A federal judge Thursday formally dismissed a suit over the sale of Indian Point Energy Center following the approval of a joint settlement last week, according to new court filings.
The approval of last week’s motion to dismiss filed by New York State, alongside environmental watchdog Riverkeeper and the towns of Cortlandt and Buchanan, N.Y., means their petitions against the Nuclear Regulatory Commission are now withdrawn, according to a clerk’s order filed Thursday in the D.C. circuit court of appeals.
The dismissal came after Holtec International finalized its purchase of Indian Point from Entergy last Friday. The nuclear services company officially took ownership of the Buchanan, N.Y.-based power plant after the New York Public Service Commission unanimously approved a proposed joint settlement agreement between the state, Holtec and Entergy May 19.
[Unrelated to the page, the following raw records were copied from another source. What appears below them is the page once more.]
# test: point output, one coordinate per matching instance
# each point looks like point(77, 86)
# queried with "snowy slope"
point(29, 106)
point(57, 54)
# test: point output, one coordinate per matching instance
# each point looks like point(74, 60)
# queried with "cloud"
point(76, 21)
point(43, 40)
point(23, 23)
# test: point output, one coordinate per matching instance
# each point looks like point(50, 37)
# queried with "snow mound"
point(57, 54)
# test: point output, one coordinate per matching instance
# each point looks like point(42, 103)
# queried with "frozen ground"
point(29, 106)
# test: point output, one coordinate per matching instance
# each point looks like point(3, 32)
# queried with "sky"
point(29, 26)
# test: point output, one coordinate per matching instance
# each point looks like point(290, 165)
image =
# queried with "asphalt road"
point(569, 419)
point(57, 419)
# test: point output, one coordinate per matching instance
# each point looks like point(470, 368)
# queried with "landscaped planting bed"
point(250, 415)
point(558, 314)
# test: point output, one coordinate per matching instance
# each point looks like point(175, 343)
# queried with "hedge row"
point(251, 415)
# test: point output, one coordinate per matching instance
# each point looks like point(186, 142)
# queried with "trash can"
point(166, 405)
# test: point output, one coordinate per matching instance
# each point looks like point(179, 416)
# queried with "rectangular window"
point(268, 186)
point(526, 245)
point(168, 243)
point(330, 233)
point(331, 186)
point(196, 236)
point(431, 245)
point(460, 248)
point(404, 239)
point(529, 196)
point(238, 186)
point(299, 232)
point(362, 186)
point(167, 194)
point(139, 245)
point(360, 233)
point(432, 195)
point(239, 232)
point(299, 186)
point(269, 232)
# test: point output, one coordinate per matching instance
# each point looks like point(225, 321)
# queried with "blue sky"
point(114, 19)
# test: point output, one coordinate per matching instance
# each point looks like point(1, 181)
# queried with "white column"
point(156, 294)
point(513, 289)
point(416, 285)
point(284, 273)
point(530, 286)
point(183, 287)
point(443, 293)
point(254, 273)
According to the settlement agreement, Holtec pledged greater financial transparency and community engagement during decommissioning in exchange for the withdrawal of New York’s suit.
After decommissioning Indian Point, the site will be “fit for commercial/industrial use” save for the dry storage pad housing the former plant’s spent fuel inventory, the company said in a press release last Friday. Holtec hopes to ship Indian Point’s spent fuel to the company’s proposed consolidated interim storage facility in southeastern New Mexico — a project still under federal licensing review.
Indian Point marks Holtec’s third active decommissioning project. The Camden, N.J.-based company is also dismantling Oyster Creek Generating Station in New Jersey and Pilgrim Nuclear Station in Massachusetts.
The suit’s dismissal closes the book on several months of legal challenges to the decommissioning of Indian Point. New York attorney general Letitia James filed the initial complaint Jan. 22.
Meanwhile, Holtec plans to begin decommissioning the power plant “with immediate effect,” the company said in a press release April 30, the same day Indian Point shut down for good after taking its Unit 3 reactor offline. The plant’s Unit 2 reactor went in late 2020, and Unit 1 shut down back in 1974. It opened for business in 1962.